Hermano Callou: Quando o Surto & Deslumbramento se formou no início da década, vocês estavam indo na contramão do que se considerava o cinema brasileiro “relevante” na época. Queria que vocês contassem sobre o surgimento do coletivo e sobre como vocês refletiam sobre o estado do cinema brasileiro naquele momento.

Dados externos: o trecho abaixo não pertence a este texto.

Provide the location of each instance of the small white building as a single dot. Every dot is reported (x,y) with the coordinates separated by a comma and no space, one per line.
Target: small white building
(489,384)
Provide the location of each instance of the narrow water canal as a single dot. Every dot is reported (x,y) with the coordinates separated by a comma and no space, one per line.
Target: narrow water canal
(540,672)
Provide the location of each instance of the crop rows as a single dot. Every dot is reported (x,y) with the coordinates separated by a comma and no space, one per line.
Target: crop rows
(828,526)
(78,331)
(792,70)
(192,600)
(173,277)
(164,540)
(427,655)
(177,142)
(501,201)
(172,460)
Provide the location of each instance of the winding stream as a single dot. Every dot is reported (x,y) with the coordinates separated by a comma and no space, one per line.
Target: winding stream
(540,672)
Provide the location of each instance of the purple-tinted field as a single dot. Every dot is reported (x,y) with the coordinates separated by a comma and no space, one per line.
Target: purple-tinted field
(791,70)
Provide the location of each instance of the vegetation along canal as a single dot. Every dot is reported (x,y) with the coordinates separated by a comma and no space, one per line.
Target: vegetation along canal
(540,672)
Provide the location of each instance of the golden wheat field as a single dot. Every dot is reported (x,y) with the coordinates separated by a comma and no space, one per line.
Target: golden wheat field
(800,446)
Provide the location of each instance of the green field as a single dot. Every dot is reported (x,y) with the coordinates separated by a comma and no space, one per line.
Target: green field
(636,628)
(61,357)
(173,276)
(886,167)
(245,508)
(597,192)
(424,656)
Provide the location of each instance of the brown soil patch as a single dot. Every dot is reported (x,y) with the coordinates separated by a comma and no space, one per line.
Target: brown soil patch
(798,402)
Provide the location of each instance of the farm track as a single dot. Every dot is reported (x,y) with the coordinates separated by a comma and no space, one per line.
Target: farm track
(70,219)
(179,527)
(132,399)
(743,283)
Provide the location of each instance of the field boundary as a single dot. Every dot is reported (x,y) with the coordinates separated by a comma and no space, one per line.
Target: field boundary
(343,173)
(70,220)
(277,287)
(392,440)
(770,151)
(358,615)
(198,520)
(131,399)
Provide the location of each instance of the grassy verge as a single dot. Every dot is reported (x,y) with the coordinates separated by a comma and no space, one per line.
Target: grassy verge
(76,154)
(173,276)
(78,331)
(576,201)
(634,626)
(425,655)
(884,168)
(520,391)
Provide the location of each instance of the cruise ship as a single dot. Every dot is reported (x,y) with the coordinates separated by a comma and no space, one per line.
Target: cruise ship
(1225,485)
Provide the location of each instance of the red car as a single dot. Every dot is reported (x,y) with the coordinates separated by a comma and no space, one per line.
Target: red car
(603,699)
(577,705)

Chico Lacerda: A gente se aproximou a partir de várias frentes: cursos de graduação e pós em comunicação da UFPE; Cineclube Dissenso; bares e noite recifense. A ideia de produzir peças audiovisuais começou quando viajamos juntos pra um congresso da AsAECA, na Argentina. Estávamos obcecados pela música “Mama”, de Valeska Popozuda e ficávamos fantasiando fazer um videoclipe não oficial pra ela (inspirado no clipe de “Wicked Game” e com a participação do ET Bilu). Eu já tinha produzido alguma coisa de forma autodidata e instiguei o povo. Daí surgiu Mama (2012). Pra dar um ar mais profissional e tirar uma onda, criamos duas produtoras falsas, Surto e Deslumbramento, e jogamos o filme na internet. Como rolou um retorno positivo, começamos a botar outras ideias na roda. Tava todo mundo na pós, com bolsa, então tínhamos tempo de sobra.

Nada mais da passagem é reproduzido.